Tempo di corti. A pochi giorni dalla chiusura di Imola, ieri è arrivata la notizia che L’ultima questione, il pluripremiato cortometraggio di Corrado Franco (ha già vinto il Globo d’Oro, il Nastro d’Argento 2001 e il Festival di San Pietroburgo) con Alessandro Haber e Giorgio Lanza, verrà presentato all’Istituto Italiano di Cultura di Los Angeles in vista di una possibile candidatura all’Oscar 2002.
E oggi, a Roma, la consegna dei Nastri d’argento del Sindacato Nazionale Giornalisti Cinematografici Italiani ai vincitori del 2000 e 2001 è diventato ottimo pretesto per organizzare da parte di Studio Universal e SNGCI un incontro informale ma non troppo sul settore. I vincitori, innanzi tutto: Mehari di Gianfranco De Rosa, Alice dalle 5 alle 6 di Gionata Zarantonello, Carta d’identità di Francesco Capua, Ciccio Colonna di Siusy Blady, L’ultima questione appunto, e Quid pro quo di Jerome Bellavista Caltagirone.
La visione dei film è stata un’ottima occasione per tornare a parlare di una delle questioni irrisolte sulle sorti del cortometraggio italiano: a cosa vale organizzare tavole rotonde, convegni, seminari o appuntamenti come quello di oggi alla presenza di distributori, produttori e rappresentanti istituzionali (Rossana Rummo), se l’impressione, vedendo i film, è che nei corti italiani i primi a non crederci sono proprio coloro che dovrebbero sostenerli?
Prendiamo i meccanismi di finanziamento: Rummo, e con lei Filiberto Bandini (ANICA-UNICS), hanno sottolineato che il Fondo di Garanzia per i cortometraggi (due miliardi) è stato erogato negli ultimi tre anni solo al 30% (circa 45 opere) dei corti presentati.
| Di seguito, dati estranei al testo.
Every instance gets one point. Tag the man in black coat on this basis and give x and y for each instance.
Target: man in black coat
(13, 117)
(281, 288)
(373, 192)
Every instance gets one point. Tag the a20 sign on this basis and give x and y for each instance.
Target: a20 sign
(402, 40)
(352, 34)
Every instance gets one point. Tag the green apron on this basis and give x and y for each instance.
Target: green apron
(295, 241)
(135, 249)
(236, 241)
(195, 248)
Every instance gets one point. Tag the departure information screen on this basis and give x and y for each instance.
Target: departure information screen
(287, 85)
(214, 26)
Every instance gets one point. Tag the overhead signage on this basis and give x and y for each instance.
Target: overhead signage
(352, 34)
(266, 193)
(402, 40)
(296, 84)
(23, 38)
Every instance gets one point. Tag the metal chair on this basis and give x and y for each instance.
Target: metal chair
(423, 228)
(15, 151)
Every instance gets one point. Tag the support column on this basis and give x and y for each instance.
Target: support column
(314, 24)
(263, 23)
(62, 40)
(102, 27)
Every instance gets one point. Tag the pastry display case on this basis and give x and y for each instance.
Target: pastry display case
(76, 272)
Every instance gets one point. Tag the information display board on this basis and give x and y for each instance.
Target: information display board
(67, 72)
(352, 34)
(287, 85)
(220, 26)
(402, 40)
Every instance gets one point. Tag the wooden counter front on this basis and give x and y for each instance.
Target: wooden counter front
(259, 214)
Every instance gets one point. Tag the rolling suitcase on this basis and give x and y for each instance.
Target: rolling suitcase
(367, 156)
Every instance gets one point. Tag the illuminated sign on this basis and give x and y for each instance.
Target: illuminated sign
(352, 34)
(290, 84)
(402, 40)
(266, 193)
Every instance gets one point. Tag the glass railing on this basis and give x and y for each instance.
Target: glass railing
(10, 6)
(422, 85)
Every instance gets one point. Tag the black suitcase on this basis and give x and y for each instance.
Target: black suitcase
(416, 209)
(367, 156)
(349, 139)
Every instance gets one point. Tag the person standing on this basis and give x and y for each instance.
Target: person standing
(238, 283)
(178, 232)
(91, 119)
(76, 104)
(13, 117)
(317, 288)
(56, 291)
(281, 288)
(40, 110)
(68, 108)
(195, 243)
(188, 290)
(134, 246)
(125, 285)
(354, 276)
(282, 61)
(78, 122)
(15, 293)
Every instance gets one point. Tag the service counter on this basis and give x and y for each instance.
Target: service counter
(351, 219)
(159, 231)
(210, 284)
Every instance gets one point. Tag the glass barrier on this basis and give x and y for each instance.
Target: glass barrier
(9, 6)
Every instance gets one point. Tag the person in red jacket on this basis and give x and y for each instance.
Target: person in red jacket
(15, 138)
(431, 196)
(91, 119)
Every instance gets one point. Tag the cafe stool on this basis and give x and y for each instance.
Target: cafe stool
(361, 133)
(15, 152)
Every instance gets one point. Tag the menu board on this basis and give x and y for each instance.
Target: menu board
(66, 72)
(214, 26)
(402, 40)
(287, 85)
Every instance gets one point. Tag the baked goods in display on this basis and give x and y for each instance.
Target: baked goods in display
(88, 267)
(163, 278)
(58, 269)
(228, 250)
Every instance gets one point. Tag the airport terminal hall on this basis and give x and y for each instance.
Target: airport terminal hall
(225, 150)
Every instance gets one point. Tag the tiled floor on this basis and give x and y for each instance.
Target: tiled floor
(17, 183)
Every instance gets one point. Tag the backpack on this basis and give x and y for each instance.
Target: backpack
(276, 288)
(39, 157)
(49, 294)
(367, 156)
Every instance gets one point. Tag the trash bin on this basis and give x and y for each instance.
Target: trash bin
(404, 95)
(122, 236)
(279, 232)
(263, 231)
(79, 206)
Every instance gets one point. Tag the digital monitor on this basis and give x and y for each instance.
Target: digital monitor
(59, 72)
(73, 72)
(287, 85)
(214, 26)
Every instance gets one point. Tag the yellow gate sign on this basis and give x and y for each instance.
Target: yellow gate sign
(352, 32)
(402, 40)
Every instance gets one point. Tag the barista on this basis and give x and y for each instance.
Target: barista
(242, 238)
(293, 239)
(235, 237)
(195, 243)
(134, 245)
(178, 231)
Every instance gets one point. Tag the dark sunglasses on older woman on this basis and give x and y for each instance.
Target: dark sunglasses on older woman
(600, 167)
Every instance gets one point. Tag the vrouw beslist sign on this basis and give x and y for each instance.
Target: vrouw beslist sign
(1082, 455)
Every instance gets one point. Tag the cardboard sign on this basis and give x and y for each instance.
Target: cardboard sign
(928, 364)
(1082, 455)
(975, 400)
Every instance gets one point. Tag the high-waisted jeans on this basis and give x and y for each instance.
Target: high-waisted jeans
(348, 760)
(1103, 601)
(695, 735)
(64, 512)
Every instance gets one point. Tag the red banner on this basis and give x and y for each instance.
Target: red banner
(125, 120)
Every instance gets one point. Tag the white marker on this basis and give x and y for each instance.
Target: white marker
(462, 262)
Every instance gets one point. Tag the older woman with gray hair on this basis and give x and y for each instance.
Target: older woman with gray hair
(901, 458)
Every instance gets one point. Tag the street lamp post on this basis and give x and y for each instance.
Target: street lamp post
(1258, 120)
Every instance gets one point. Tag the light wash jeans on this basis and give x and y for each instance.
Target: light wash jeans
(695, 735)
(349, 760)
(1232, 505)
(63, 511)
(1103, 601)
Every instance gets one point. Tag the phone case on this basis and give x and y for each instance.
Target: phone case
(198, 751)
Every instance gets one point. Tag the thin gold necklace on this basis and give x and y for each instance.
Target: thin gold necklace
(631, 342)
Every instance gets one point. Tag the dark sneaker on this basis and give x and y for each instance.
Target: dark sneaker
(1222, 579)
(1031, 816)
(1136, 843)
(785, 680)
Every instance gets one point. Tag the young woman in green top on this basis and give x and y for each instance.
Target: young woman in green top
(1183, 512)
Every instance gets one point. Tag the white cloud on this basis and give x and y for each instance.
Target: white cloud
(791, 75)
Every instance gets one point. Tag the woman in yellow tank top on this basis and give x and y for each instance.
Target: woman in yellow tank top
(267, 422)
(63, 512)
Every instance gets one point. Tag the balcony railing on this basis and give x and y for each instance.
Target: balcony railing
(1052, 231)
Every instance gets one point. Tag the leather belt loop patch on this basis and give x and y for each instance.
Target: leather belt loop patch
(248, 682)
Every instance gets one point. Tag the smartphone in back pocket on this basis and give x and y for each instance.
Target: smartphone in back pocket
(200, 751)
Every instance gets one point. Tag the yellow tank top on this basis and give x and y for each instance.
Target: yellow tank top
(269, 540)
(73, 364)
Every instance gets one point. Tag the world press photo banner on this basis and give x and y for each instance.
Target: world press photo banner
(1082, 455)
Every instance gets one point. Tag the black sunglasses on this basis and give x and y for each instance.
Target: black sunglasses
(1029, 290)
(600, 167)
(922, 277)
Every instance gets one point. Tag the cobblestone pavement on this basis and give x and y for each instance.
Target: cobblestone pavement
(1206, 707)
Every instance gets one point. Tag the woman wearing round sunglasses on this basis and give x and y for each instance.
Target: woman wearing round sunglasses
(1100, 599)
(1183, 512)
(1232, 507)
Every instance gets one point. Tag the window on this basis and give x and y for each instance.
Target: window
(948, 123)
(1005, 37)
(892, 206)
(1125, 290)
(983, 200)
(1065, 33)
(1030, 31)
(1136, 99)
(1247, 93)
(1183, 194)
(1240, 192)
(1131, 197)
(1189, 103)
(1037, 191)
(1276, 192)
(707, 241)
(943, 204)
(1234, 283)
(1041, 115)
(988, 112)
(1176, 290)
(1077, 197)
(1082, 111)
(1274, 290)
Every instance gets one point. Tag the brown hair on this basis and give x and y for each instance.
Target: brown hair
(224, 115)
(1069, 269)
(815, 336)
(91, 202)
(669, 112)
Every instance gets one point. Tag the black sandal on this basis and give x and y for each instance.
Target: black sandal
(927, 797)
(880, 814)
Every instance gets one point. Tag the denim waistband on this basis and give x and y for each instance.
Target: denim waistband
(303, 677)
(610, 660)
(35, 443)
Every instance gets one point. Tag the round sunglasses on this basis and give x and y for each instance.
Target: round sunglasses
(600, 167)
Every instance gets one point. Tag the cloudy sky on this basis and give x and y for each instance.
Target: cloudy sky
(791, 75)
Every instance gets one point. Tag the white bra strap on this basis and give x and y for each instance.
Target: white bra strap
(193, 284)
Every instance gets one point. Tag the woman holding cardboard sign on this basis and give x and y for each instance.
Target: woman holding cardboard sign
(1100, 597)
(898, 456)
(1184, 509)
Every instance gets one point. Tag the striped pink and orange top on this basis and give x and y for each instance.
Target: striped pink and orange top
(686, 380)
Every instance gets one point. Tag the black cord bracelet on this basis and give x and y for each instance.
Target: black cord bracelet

La burocrazia per accedervi è tanto complicata che ormai i produttori contano piuttosto sul premio di qualità, distribuito generalmente con un paio d’anni di ritardo e, quel che è peggio, basato ancora sui passaggi in sala. Inutile, ci verrebbe da dire, visto che il corto italiano ormai per definizione in sala non ci va quasi mai.
Prendiamo poi in considerazione il disagio soffuso degli autori. La maggior parte dei cortisti, ci pare, soffre di una eccessiva deferenza nei confronti di una “macchina cinema” che li costringe a limare e modificare in fase di ripresa quanto era previsto in sede di sceneggiatura. Così, se Quid pro quo, forse il migliore dei premiati, riesce a mantenere alte le premesse della scrittura con una regia attenta, solo un po’ annacquata dall’interpretazione dei due protagonisti alle prese con una banda di rapitori sardi, Strani accordi di Stefano Veneruso, prodotto da Studio Universal e proiettato come fuori programma, sembra voler contare solo sul nome di Maria Grazia Cucinotta e dimenticarsi che dovrebbe anche farla recitare.
Per il futuro si è parlato anche della soluzione delle pay-tv, che comprano e producono corti più delle televisioni “free” e li fanno vedere più delle sale cinematografiche. Un autore, Gionata Zarantonello, ha messo tutti in guardia: “I corti italiani sono brutti. Facciamo e facciamo vedere solo quelli che valgono, altrimenti il pubblico, unica vera risorsa, ne avrà sempre e solo una visione negativa”.